Basic Entry Decision


Which overseas market to enter?

The choice of market to enter must be based on an assessment of their long term
profit potential. The attractiveness of a country as a potential market for
international business depends on costs and benefits, whose analysis must be done.

One other factor of importance is the value that a company’s business model can
create in foreign market. This depends on the suitability of its business model to
that market and the nature of the population.

What is the right timing of Entry?

This depends on whether a company believes it would be able to capture


substantial first mover advantage.

Scale of Entry and Strategic commitments

Look at the table in Page 294 for a brief summary of the entry modes
available to a firm and their advantages and disadvantages.

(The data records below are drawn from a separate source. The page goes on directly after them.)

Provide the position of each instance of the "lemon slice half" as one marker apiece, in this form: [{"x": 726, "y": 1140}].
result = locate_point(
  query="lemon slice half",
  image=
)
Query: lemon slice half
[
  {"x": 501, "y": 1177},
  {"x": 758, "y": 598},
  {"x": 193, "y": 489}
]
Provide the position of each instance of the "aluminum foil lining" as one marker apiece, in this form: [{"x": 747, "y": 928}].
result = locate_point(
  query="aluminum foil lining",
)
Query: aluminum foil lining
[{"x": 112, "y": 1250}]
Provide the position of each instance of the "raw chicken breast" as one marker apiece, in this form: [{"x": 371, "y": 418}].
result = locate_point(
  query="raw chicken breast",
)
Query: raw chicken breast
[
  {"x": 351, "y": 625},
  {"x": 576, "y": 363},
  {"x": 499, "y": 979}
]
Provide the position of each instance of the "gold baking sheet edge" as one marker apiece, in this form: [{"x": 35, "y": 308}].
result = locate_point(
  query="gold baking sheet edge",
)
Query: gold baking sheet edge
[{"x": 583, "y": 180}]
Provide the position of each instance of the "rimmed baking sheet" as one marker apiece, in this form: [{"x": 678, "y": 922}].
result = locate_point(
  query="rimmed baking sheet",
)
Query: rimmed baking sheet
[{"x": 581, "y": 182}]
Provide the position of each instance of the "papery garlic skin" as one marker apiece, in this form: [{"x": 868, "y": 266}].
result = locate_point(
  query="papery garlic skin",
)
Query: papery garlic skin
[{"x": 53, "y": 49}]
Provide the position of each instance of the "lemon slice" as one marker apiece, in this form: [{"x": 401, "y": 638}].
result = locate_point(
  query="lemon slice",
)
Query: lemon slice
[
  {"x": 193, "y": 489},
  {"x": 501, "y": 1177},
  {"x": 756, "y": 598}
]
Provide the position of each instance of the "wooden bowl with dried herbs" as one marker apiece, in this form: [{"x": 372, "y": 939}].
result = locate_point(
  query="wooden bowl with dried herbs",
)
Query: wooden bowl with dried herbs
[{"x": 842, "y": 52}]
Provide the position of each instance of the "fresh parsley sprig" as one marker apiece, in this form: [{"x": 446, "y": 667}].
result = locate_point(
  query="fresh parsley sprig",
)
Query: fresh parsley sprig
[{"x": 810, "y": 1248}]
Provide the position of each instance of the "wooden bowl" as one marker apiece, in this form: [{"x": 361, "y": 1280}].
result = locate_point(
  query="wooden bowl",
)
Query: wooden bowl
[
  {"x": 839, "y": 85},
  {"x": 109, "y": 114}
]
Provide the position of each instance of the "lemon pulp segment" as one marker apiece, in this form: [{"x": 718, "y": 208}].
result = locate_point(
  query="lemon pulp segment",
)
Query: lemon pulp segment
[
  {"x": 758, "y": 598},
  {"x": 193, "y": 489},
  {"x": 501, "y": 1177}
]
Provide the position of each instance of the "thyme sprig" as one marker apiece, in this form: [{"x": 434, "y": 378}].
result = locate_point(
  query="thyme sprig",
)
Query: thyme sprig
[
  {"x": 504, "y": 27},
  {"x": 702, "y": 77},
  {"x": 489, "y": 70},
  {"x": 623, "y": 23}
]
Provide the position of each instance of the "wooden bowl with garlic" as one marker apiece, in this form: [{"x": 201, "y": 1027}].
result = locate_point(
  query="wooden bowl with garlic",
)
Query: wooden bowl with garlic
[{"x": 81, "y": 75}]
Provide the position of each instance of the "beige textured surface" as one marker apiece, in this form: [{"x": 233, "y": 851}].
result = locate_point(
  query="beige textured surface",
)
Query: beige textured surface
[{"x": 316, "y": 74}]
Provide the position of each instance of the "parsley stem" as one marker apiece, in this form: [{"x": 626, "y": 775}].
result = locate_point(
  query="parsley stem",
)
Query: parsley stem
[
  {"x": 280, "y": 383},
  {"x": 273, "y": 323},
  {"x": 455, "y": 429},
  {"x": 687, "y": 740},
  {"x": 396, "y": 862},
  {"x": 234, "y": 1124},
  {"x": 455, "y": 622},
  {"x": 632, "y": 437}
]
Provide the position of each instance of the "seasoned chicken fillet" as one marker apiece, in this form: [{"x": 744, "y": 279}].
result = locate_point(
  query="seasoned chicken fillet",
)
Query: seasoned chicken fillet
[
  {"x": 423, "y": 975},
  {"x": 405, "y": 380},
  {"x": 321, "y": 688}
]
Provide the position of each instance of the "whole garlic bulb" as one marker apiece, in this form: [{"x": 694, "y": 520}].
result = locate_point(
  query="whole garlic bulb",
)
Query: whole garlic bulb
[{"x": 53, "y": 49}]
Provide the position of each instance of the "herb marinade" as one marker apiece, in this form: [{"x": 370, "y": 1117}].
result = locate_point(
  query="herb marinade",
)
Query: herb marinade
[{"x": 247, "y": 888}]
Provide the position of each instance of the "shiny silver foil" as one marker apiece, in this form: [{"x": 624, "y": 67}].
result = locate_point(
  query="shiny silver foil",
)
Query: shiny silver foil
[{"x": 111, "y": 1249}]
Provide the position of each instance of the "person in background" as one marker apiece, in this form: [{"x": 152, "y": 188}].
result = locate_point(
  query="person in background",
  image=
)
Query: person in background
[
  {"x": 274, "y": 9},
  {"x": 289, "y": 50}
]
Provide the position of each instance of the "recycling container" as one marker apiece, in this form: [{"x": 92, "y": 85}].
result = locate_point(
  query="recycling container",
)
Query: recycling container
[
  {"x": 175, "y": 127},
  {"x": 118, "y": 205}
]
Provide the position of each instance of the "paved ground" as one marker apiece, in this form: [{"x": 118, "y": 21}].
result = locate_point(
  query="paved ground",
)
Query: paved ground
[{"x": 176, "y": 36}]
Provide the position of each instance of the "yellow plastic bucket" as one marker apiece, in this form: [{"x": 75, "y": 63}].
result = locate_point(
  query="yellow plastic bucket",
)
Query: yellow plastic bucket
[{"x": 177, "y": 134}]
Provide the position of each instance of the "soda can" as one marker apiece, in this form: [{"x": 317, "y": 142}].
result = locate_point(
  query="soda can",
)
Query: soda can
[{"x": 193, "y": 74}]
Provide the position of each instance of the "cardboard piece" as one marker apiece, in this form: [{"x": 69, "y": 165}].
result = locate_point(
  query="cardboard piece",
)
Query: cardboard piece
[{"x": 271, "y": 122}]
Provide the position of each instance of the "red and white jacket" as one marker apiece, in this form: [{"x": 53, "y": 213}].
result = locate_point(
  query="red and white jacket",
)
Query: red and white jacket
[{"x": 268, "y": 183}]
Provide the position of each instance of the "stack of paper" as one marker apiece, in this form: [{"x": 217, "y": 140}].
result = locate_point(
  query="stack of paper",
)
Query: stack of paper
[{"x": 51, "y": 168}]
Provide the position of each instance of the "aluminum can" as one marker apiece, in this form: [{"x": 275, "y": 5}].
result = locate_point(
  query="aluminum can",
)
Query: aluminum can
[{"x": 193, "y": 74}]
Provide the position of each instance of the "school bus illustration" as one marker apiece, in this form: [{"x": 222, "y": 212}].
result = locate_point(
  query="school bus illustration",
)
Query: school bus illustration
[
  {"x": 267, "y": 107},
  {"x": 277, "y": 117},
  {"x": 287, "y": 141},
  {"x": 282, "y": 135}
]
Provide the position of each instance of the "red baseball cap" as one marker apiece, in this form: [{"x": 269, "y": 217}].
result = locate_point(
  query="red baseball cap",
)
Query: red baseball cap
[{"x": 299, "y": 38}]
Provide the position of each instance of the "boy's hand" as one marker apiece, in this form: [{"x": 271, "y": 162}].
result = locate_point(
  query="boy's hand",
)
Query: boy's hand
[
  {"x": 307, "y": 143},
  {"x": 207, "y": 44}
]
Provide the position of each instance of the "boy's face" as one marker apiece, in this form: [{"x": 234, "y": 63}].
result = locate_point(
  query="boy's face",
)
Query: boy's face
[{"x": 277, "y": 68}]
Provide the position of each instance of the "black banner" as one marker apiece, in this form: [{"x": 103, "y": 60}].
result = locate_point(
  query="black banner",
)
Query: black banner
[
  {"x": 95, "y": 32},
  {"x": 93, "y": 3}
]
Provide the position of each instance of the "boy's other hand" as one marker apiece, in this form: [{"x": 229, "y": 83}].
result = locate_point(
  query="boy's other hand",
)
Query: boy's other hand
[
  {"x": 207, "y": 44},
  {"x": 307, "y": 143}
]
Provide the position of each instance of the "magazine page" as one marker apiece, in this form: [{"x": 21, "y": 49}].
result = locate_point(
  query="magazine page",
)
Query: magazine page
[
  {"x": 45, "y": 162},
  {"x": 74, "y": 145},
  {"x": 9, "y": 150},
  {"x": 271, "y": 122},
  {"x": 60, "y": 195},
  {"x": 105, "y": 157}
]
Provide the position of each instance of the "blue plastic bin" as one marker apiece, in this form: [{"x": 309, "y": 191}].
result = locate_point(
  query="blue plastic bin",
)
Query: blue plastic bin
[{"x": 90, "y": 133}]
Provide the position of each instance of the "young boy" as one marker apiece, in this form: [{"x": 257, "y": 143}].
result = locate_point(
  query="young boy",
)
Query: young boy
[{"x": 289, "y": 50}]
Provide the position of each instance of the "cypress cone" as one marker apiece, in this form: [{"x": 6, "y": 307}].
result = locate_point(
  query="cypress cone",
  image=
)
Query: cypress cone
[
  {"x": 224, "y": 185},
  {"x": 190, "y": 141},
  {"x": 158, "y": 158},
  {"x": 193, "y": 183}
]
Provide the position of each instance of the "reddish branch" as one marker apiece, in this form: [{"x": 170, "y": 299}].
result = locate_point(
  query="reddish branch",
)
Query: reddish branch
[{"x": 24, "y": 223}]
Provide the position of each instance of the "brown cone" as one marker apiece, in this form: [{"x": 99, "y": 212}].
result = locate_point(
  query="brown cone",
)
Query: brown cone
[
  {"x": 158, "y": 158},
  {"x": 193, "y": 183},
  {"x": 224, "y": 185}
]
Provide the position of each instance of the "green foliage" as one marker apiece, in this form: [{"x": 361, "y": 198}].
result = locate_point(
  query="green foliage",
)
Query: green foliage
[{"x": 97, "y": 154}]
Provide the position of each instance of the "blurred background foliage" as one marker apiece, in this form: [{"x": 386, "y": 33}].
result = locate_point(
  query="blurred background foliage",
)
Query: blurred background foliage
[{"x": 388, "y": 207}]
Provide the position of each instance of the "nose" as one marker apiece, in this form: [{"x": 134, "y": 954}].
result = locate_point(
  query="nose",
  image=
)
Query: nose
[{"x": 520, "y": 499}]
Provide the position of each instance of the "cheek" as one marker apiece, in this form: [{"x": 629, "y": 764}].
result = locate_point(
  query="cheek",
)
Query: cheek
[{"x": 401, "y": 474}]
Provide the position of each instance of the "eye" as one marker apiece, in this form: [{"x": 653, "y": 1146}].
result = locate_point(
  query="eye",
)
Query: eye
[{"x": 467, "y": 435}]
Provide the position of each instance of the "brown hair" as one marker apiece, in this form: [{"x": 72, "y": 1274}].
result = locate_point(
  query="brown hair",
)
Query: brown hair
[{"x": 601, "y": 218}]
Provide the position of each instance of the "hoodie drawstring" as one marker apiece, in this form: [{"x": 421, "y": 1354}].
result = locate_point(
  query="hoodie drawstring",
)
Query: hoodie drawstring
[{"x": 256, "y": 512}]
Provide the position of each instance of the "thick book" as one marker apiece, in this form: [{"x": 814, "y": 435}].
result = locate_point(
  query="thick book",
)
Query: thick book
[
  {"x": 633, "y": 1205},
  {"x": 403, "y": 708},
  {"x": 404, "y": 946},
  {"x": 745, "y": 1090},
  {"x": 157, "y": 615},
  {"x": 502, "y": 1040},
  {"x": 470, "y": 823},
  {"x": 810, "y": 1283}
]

Global Strategic Alliances


Advantages:
1. Facilitates entry into a foreign market.
2. Allows firms to share the fixed costs of developing new products and
processes.
3. Brings together complementary skills and assets that neither company could
easily develop on its own.
4. Helps establish technological standards for the industry.

Disadvantages:

1. Firms can piggyback on your successes while offering few benefits to you.

Making Alliances Work


1. Choose the right partner.
2. Structure Alliance to reduce opportunism by:
a) Walling off critical tech
b) Establishing contractual safeguards
c) Agreeing to swap valuable skills and technologies
d) Seeking credible commitments.
1. Managing the Alliance
a) By building interpersonal relationships between the firm’s managers.
Japanese held several alliances with the U.S managers and learnt from
them whereas U.S. managers showed remarkable resistance to learning
from their counterparts, a study argues.